Council has matching work. When a number is used, show the source beside it. When an expert is cited, name them and how they know. If an Indigenous partner is mentioned, explain the role in precise terms—consent, veto, revenue share—so fear doesn’t fill the blanks. Publish short, clear corrections when rumours start to run. Set one public bar for future proposals and hold everyone to it. Predictable isn’t weak. It is how a rural township keeps its soul and still functions.
The math did not change because a company left. Roads still need gravel. Halls still need gear. Staff still need to be paid. We will have to talk like adults about revenue and growth that fits, including ideas some of us don’t like to say out loud. Maybe that means a Municipal Accommodation Tax. Maybe it means a dozen quiet wins stacked carefully until the ledger stops shaking. Whatever it is, it will take a room where facts can breathe, where journalists can show the record without being smeared, and where people can change their minds without being branded.

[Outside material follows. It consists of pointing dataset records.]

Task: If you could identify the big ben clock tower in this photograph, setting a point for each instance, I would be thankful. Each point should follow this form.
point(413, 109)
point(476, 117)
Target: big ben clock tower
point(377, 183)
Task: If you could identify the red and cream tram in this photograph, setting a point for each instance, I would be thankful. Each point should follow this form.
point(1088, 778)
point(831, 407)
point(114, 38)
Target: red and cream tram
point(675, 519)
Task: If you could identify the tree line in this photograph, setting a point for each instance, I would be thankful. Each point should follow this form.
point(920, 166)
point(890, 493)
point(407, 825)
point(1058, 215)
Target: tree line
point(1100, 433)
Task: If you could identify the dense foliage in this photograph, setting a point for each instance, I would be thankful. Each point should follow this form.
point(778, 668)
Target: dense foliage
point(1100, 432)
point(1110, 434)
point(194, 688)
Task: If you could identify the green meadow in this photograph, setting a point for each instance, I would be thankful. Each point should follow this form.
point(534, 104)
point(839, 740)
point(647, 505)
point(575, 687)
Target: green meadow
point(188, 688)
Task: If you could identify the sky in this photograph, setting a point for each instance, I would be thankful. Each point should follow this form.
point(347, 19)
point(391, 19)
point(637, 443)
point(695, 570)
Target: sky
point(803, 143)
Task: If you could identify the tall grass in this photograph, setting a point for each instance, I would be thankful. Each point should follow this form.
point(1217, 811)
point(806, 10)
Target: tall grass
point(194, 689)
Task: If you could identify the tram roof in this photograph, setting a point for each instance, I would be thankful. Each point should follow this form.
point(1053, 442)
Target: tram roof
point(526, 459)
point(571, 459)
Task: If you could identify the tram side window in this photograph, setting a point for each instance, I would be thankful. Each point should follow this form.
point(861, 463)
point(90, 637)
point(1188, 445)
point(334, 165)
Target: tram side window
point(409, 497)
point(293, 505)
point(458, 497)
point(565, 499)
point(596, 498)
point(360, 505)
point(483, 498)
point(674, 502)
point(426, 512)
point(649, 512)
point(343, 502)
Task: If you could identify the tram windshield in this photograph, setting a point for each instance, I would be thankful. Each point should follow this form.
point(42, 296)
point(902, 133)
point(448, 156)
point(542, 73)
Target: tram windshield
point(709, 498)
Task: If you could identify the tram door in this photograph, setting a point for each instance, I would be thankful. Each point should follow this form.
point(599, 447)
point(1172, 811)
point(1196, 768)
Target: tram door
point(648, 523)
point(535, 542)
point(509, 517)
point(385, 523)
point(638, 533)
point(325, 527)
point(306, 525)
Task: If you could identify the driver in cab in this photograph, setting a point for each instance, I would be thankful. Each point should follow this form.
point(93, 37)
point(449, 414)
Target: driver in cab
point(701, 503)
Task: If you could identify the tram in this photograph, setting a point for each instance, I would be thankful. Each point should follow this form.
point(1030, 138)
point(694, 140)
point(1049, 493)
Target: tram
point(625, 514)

If you are reading this and you are tired, me too. Tired of the whispers. Tired of the long, cold walk to your truck after a meeting because you asked a hard question into a loud room. But I am not tired of this place. I am not tired of the way a lake looks in October when the wind drops. I am not tired of the way a volunteer hall smells like coffee and pine cleaner. I am not tired of watching an old hand steady a young one and say, we need you here.
Alectra pressed pause. We are still here. That means the decision about what kind of town we are is still ours to make. Choose each other. Choose the record. Choose the journalism that tells the truth when it stings. Choose the representatives who explain the hard parts in daylight and then stand by the vote. If we love this place, love it in public. Lower your voice. Lift your evidence. Leave room.
And when the next proposal comes—and it will—let our first instinct be to ask how we make this fair and clear, not how we make this hurt. Democracy is messy. It is also all we have. If we lose that, we have nothing. The project is paused. The work begins.